Senior police officer Robert Mancini (Andre Dussollier) is about to retire and there are two equally qualified candidates who could take his place: Leo Vrinks (Daniel Auteuil) and Denis Klein (Gerard Depardieu), each in charge of an important plainclothes division. In recent months, a gang has been attacking armored cars in and around Paris and killing the drivers. Mancini says whoever nails the perps before they attack again will get his job.
Leo and Denis were once friends, but Denis’ ambition — and immoderate drinking — has created a rift. Both men are married, have nice homes, and are driven by their work.
Leo is nuts about his wife, Camille (Valeria Golino), and their 11-year-old daughter, Lola (Solene Biasch). He spares Camille the details of his sometimes unsavory job. But one detail — and Leo’s code of honor — will ricochet through both their lives for years to come, as Denis sees an unscrupulous way to railroad his rival.

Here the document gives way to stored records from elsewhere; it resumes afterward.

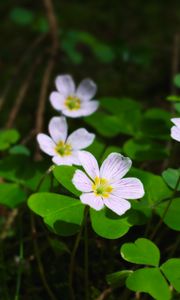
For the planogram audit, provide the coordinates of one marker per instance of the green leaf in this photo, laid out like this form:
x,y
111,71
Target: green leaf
x,y
155,187
177,80
171,269
20,149
156,124
20,169
22,16
177,107
106,125
151,281
127,111
171,177
11,195
64,175
141,150
96,148
173,98
8,137
142,251
118,279
61,213
59,247
109,225
171,218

Drawing heavily on actual events of the mid-’80s, former cop Olivier Marchal has fashioned a pic that, with its bloody shootouts and heartbreaking betrayals, depicts police work as a risky profession in which loyalty and experience can sometimes, though not always, trump bad luck. Every action sequence is more than matched by the bloodless, chess-like maneuvering of foes and allies, setting the bar high for subsequent Gallic police dramas.
As both men cope with tragedy, Auteuil gets way more screen time and makes the most of it. But Depardieu’s haunting perf — arguably one of his best ever — is a mantle of sorrow kept at bay by the perceived compensations of power.
Supporting cast is aces, with special praise for Francis Renaud and Catherine Marchal as youngish cops who, like their boss Leo, find it nearly impossible to compromise their integrity. Roschdy Zem shines as an informer who’s no dope.
Slick, evocative widescreen lensing emphasizes steely blues and grays, and extreme close-ups of aging thesps are warts and all (and then some). Pic’s carpet of ominous music falls just short of going over the top.